In the step S1, current point in time t video frame is detected current point in time video frame images I firstt It inputs Mobilenet and carries out feature extraction, whereinHIAnd WIIt is the height and width of frame image respectively, extracts To candidate feature figureWherein C1, H1, W1The respectively port number of candidate feature figure, height and width.
In the step S2, a width w is set in the time in the past section of current point in time t as the Fusion Features window of s Mouthful, enabling the length of time in the past section is q, then the setting rule of Fusion Features window width is shown below, i.e., if past Time step length is greater than s, then sets s for fusion window width, if time in the past step-length degree is less than s, not enough spies Fusion window width is then set as the past the length of time step by sign.
Enable the video frame images to be fused in Fusion Features window are as follows: { It-iI ∈ [1, s], wait melt in Fusion Features window Close the corresponding candidate feature figure of video frame are as follows: { Ft-iI ∈ [1, s].By each video frame images I to be fusedt-iBe converted to ash Degree figure Gt-i, and on the basis of grayscale image calculate image Laplce's variance, the La Pula at grayscale image G coordinate (x, y) This operator are as follows:
Wherein G (x, y) represents pixel value of the grayscale image G at coordinate (x, y).The Laplace operator of image passes through calculating The second dervative of each pixel all directions of image can be used to detect figure to capture the region jumpy of pixel value in image Corner as in, Laplce's variance of image then embodies the pixel value situation of change of whole image, if Laplce side Difference is larger, then illustrates that image is more visible, otherwise image is more fuzzy.
Each grayscale image G is calculated firstt-iLaplce's mean valueHIAnd WIThe respectively height and width of grayscale image.

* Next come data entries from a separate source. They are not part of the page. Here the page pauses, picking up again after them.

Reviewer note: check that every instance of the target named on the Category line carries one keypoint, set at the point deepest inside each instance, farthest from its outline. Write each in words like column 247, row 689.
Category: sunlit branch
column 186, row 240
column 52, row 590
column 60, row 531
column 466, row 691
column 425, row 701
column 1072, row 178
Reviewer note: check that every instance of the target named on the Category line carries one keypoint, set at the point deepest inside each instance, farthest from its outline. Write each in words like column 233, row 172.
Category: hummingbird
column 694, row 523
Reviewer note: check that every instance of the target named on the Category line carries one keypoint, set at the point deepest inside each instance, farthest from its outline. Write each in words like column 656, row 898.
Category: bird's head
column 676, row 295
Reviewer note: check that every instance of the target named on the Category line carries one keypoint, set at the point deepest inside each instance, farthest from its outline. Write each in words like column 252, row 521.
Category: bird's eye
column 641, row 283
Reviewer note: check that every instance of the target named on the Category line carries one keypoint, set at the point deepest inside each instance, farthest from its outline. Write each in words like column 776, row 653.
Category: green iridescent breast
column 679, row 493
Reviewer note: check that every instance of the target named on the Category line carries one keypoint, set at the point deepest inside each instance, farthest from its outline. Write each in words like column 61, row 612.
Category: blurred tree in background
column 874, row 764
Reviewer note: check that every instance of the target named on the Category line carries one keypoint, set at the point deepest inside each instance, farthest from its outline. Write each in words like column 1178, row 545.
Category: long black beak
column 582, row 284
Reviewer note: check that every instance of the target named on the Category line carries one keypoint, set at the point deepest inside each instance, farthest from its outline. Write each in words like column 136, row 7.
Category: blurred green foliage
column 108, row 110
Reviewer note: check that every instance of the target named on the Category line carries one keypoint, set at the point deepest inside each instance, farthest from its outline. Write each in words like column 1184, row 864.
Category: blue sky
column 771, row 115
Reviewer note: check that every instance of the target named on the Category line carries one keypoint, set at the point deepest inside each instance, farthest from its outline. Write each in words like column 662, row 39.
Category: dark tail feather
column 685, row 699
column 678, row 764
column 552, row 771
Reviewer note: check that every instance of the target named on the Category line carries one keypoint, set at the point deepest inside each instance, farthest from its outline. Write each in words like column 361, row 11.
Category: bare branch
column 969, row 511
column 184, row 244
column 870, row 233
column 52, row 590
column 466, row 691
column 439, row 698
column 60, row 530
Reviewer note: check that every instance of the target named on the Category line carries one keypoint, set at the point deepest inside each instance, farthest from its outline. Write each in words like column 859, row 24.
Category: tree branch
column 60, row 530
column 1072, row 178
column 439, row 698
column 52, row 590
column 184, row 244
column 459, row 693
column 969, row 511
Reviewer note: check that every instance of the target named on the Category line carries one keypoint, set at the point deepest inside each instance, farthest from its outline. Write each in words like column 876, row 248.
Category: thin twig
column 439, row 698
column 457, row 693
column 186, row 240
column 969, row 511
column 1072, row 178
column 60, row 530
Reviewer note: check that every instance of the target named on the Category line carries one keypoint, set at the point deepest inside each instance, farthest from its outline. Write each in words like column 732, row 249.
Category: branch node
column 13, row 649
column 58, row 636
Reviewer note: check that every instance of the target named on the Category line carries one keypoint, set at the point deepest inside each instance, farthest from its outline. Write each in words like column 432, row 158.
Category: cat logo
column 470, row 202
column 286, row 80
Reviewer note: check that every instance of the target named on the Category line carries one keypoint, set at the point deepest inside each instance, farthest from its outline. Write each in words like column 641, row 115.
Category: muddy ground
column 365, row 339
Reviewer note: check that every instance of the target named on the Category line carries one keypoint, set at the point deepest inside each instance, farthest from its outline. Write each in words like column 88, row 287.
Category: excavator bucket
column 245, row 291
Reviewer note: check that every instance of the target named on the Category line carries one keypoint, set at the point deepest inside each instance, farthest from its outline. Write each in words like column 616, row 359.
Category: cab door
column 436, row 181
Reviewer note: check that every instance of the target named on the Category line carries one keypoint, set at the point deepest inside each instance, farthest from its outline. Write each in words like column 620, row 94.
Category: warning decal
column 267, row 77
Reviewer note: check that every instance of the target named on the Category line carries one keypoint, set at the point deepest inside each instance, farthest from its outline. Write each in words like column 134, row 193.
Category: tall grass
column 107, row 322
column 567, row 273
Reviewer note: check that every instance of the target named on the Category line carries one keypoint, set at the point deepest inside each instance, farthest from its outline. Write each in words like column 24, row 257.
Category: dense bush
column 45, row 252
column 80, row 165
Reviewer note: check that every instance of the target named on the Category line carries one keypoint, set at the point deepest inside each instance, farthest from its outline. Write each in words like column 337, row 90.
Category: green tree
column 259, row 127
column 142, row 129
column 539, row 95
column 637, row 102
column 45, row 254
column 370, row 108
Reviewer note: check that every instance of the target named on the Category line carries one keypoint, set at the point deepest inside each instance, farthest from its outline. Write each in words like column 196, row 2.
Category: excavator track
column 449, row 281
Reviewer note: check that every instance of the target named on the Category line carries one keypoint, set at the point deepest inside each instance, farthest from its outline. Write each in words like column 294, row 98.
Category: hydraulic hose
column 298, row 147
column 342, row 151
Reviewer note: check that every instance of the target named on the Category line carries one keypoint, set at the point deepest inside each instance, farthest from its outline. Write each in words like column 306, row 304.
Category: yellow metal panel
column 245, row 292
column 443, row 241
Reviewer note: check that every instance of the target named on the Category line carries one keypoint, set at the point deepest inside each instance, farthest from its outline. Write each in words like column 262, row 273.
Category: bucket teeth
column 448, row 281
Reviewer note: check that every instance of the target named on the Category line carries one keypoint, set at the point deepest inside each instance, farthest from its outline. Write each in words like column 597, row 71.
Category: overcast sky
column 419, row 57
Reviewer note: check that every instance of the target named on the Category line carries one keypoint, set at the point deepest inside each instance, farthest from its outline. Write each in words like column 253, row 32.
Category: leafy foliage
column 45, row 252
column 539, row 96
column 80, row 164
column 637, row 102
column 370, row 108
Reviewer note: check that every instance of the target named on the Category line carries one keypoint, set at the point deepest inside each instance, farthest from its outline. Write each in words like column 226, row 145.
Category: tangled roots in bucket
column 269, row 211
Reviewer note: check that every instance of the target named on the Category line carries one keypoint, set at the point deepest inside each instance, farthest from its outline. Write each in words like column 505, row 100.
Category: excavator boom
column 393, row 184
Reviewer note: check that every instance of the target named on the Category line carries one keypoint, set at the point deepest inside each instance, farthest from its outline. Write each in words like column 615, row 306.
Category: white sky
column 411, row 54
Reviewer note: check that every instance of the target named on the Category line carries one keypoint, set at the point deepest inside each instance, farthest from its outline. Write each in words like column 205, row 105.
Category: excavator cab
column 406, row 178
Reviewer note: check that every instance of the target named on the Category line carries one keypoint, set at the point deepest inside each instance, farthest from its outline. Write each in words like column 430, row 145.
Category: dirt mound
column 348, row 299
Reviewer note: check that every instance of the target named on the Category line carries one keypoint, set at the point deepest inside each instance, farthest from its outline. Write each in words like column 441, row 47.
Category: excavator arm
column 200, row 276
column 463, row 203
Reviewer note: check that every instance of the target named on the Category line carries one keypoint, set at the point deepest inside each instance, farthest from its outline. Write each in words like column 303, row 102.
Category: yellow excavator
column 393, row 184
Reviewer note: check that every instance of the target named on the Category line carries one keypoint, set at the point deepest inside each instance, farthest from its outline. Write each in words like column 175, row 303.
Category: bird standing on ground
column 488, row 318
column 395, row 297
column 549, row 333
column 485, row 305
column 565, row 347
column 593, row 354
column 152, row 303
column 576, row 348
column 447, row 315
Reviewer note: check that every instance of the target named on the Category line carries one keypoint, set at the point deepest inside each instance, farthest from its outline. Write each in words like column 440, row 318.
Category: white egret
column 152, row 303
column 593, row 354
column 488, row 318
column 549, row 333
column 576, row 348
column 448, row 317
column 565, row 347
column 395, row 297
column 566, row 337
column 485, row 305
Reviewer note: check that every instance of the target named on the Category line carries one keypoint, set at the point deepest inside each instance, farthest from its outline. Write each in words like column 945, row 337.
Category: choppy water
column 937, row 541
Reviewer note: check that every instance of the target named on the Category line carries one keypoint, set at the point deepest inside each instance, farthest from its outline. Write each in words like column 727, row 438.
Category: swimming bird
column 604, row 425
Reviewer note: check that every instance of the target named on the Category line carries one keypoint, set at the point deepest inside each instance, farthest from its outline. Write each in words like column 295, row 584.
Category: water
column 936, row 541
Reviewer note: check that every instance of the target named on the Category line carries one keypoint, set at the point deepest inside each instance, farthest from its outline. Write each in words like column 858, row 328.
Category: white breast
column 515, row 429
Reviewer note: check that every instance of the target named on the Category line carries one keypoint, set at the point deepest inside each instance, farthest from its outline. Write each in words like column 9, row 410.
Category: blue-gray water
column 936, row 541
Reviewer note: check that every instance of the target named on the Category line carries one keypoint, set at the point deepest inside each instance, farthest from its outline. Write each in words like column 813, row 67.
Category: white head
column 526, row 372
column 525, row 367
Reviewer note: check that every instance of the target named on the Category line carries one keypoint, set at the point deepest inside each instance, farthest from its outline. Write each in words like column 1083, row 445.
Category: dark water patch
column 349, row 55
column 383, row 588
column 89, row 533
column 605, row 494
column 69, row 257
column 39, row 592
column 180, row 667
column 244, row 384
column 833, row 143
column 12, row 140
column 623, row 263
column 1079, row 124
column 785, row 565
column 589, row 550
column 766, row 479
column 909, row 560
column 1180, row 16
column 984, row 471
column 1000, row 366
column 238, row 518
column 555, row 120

Next each grayscale image G is calculatedt-iLaplce's variance
If video frame is more visible, candidate feature facilitates the detection of target, otherwise some frames are due to moving target Cause image fuzzy.The candidate feature of these frames, which is unfavorable for detection target, should distribute not the video frame of different readabilities With fusion weight, more clearly frame feature weight is bigger so that detection model focus more on clearly feature rather than Fuzzy feature calculates the fusion weight α of all video frames to be fused firstt-i:
It is merged the frame candidate feature in Fusion Features window to obtain current point in time in a manner of weighted sum Temporal aspect
The candidate feature of temporal aspect and present frame is attached in channel dimension, the fusion of timing information is completed, obtains First characteristic pattern to be detected for detection
In the step S3, in the characteristic pattern to be detected for obtaining current point in time and having merged temporal aspectIt afterwards, is terrible To more multiple dimensioned characteristic pattern to be detected, it is same that further feature extraction is carried out to characteristic pattern to be detected using convolutional layer and pond layer When reduce the size of characteristic pattern to be detected, local message is suitble to pair compared with horn of plenty in this way in the big characteristic pattern to be detected of size Small size target predicted, the small characteristic pattern to be detected of size contains stronger global semantic information, be suitble to detecting size compared with Big target finally obtains e characteristic patterns to be detected by e-1 feature extraction:
In the step S4, by additional feature extraction, multiple dimensioned characteristic pattern to be detected is obtained, by difference Setting has the anchor frame of priori position on the mapping to be checked of scale, is utilized on these characteristic patterns to be detected using two convolutional layers Channel dimension carries out object boundary frame with respect to the offset of anchor frame and the classification of target respectively.Enabling classification number is d (including background), right In each characteristic pattern to be detected Wherein CFi, HFi, WFiRespectively the port number of this feature figure, Height and width, the anchor frame number of each location of pixels are ni, after convolution classification prediction interval and the prediction of convolution bounding box prediction interval To classification prediction resultAnd bounding box prediction result

Claims (5)

1. a kind of video object detection method based on attention mechanism, which comprises the steps of:
Step S1 extracts the video frame images input Mobilenet of current point in time to obtain candidate feature figure;
Step S2 sets a temporal aspect in the time in the past section adjacent with current point in time and merges window, for feature The video frame to be fused in window is merged, its image Laplce's variance is calculated separately, after being normalized, as respectively wait melt The candidate feature figure of all frames to be fused is weighted summation according to weight and obtained needed for present frame by the fusion weight for closing frame The candidate feature of current time step video frame is connected with temporal aspect in channel dimension, has been merged timing by temporal aspect The characteristic pattern to be detected of information;
Step S3, using convolution feature extraction layer and maximum pond layer extracted on characteristic pattern to be detected additional scale to Detect characteristic pattern;
Step S4 carries out target category and boundary on present frame using convolutional layer on the characteristic pattern to be detected of different scale The prediction of frame coordinate.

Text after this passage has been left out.